Many of El Greco’s paintings are often complex and give way to multiple interpretations of the same subject, each with variations that range from the profound to the subtle.The painting ‘The Agony in the Garden’ depicts the last night of Christ on the Mount of Olives. According to the Holy Bible, knowing of his coming betrayal by Judas, Christ went with his disciples to the Garden of Gethsemane (Phelan, 2001). He took the disciples Peter, James, and John aside and asked them to keep watch while he went apart and prayed. Twice Christ returned, found them sleeping and woke them (Phelan, 2001). Upon returning the third time, He asked them to sleep on and take rest because it would be soon time when the Son of Man is betrayed into the hands of the enemies (Matthew 26:45).

The idea of showing Christ as if he were about to receive communion came from the gospels’ reference to a cup and actually has no other basis. In the gospel of Mark, Jesus asks to remove the cup from him (Earls, 1996). Christ’s ‘Agony in the Garden’ was not a popular topic during the Baroque period and is rarely found in baroque art (Earls, 1996).

Judgment

El Greco, though recognized as a Master before he left Crete, was not much known for his drawing capabilities and sketches until much later and even then, he was not exactly a draughtsman. That he did not care about his deficiency may be a feature of his extreme individualism.

In particular, he could not convincingly portray torsos, hands, legs or feet. However, his tilt towards spirituality and mysticism was ideally suited to the fervent religious climate of Counter-Reformation Toledo, but his style was not easily transmitted, and he had no important followers. The art of El Greco was neglected for three centuries, until the artists of the late 19th and early 20th centuries, with their interest in distortion and abstraction of form and in emotional expressionism, restored the painter’s reputation as one of Spain’s leading masters.

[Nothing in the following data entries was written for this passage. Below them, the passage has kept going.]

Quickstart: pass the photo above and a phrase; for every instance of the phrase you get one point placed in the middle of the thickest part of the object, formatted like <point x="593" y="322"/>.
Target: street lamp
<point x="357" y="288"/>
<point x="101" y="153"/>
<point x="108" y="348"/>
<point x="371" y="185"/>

The many duplicates, revisions, and versions of his paintings suggest that he was very busy but he had no follower of note. His complex inheritance as an artist, his background and personal genius, combine to give a unique quality to his achievement that cannot be easily followed. He did not wield much influence on the Spanish painting scenario, though Diego Velázquez was one Spanish artist who studied his portraiture and method of design.

Conclusion

El Greco was basically a Spanish painter called ‘the Greek’ because he was born in Crete. He studied in Italy, worked in Rome from about 1570, and by 1577 had settled in Toledo. He painted elegant portraits and intensely emotional religious scenes with increasingly distorted figures and unearthly light, such as The Burial of Count Orgaz (1586; Church of S Tomé, Toledo). His visionary expressionism and extreme abstraction of forms are seen in The Agony in the Garden (c. 1597-1603; Toledo Museum, Ohio). The intense emotionalism and spirituality of El Greco’s art marks him as one of the last and greatest inheritors of the 16th-century international Mannerist style.

Bibliography:

AD (Antiques Digest) (2007). El Greco – The Agony In The Garden. Web.

Bruce, Donald (2004). El Greco at the National Gallery. Contemporary Review. Volume: 284. Issue: 1660. Page Number: 295+.

Earls, Irene (1996). Baroque Art: A Topical Dictionary. Greenwood Press. Westport, CT.

Esaak, Shelley (2007). Artist Profile: El Greco. Web.

Farlex (2007). Greco, El (1541–1614). Web.

Greco (1938). El Greco. Oxford University Press. New York. 1938. Page Number: 15-17.

Huntfor.com (2007). Baroque. Web.

Kren, Emily and Marx, Daniel (2007). The Agony in the Garden. Web.

Phelan, Joseph (2001). The Passion of Christ in Art. Web.